When most of us were 16, we were worried about who might take us (or not take us as the case may be) to Homecoming. We fretted over our hair. And, when deciding on our first jobs, voluntarily going into war wasn’t on any of the lists.
But Joan of Arc was not just any 16 year old girl. Having claimed visions since she was 13, this uneducated peasant farmer’s daughter staunchly held to her convictions until her death at the age of 19.
Her trial was one of the greatest mistrials of justice complete with falsified records, threats to tribunal members, and a profound lack of evidence. Her downfall, though, was not her siding with the French but a charge of heresy. In that time, heresy was a capital crime but only for a repeat offense. Therefore, a repeat offense of “cross dressing” was arranged by the court.
Rather than being kept in an ecclesiastical prison, which was the norm and would have afforded her the benefit of being guarded by women, Joan was instead housed in an English secular prison where she was guarded by men. While there, she was known to wear “men’s dress”, which was actually traditional military attire, and it is thought that this was because it allowed her a type of fitted clothing that made it more difficult for her to be raped.

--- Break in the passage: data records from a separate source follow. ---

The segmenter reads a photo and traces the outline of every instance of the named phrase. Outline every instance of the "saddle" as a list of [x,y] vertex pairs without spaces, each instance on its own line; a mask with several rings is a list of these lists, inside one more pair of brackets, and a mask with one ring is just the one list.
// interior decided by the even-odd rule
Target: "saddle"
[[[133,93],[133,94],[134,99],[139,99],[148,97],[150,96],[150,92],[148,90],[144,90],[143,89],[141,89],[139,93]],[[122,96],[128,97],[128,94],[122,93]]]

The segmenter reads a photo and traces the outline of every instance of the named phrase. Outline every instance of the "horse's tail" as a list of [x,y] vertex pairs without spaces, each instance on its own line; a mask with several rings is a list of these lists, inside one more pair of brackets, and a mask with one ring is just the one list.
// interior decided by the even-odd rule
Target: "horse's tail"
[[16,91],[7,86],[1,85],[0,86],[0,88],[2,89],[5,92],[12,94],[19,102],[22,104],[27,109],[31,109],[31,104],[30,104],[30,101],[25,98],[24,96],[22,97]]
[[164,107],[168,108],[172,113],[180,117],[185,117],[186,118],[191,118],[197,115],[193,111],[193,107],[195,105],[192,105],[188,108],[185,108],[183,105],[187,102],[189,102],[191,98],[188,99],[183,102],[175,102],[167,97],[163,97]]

During the course of her trial, she was forced at one point to wear a dress, however, whether by her own choice or because her dress was taken from her, she returned to the men’s clothing that she had previously worn, and the court seized upon that as a repeat offense of cross dressing, thus allowing them to charge her with heresy.
After she was burned at the stake at the age of 19, she was posthumously found to be innocent and subsequently canonized by the Catholic Church. From there she has become the stuff of legends. Her faith in her cause and her steadfastness of belief to the very end is remarkable. She knew in her soul what her destiny was so fear was absent. We should all be so convinced of our paths.